Pourquoi sage-femme ? Aviez-vous la vocation ?

Enfant, j’avais un cousin très malade, atteint d’une cardiopathie. Lorsque j’allais le visiter à l’hôpital, avec ma mère, j’étais en admiration devant les infirmières, je voulais leur ressembler. C’est comme ça que tout a commencé. Puis, mon cousin est décédé et j’ai décidé de devenir cardiologue, pour sauver d’autres enfants comme lui. Ça n’a duré qu’un temps. J’ai fini par me dire que je préférais accompagner la vie plutôt que lutter contre la maladie. C’est ainsi que, dès l’âge de 12 ans, j’ai su que ma vocation était de devenir sage-femme.  
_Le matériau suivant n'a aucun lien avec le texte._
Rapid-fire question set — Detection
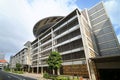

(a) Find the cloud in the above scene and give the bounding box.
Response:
[105,0,120,42]
[0,0,77,60]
Je suis tombée pile l’année où il fallait faire médecine. En parallèle de ma classe de terminale scientifique, j’ai tenté le concours de médecine, mais ce fut un échec. Je me suis alors inscrite l’année suivante en médecine à Orsay. Une année terrible, j’enregistrais mes cours et je les écoutais en dormant.
Je n’ai fêté aucune fête cette année-là, c’était du non-stop. Cela m’a permis tout de même de valider l’année et d’avoir le choix de suivre médecine, dentaire ou sage-femme. Dans l’amphithéâtre au Kremlin-Bicêtre, le professeur a demandé quelle spécialité chacun de nous voulait suivre et il n’y avait même pas sage-femme dans sa liste. Il semblerait que quand on a médecine, on reste médecin. Quand j’ai dit sage-femme, tout le monde s’est retourné vers moi. J’ai même entendu « mais qu’elle est conne ! » Je voulais devenir sage-femme, c’était une certitude. Je le suis depuis seize ans et je n’ai jamais regretté mon choix, j’adore !


Sara en Arménie, lors d’une mission avec l’ong
Actions Santé Femmes (ASF).
© D.R.

Avez-vous toujours eu la double casquette hôpital-­libéral ? 

J’ai exercé exclusivement à l’hôpital privé d’Antony depuis l’obtention de mon diplôme et jusqu’en 2019. C’est une maternité de type 2A qui se distingue pour le côté physiologique, par l’envie d’accompagner au plus proche de la physiologie. Nous disposons des moyens nécessaires pour cela : la baignoire, les suspensions, le siège, le ballon, la galette…  Et nous savons aussi agir quand c’est nécessaire en cas de pathologie. Ma formation scientifique m’a apporté un cadre rigoureux et formel, puis avec le temps, je m’oriente naturellement vers un accompagnement un peu différent. J’aime faire les accouchements à quatre pattes, sans péridurale, par exemple. J’apprécie énormément l’équipe et l’ambiance à Antony. En 2019, j’ai ouvert mon cabinet et aujourd’hui, en effet, j’ai les deux casquettes. Tous les vendredis j’enfile ma blouse de sage-femme hospitalière pour effectuer une garde de douze heures à l’hôpital. Le reste de la semaine, j’exerce en libéral.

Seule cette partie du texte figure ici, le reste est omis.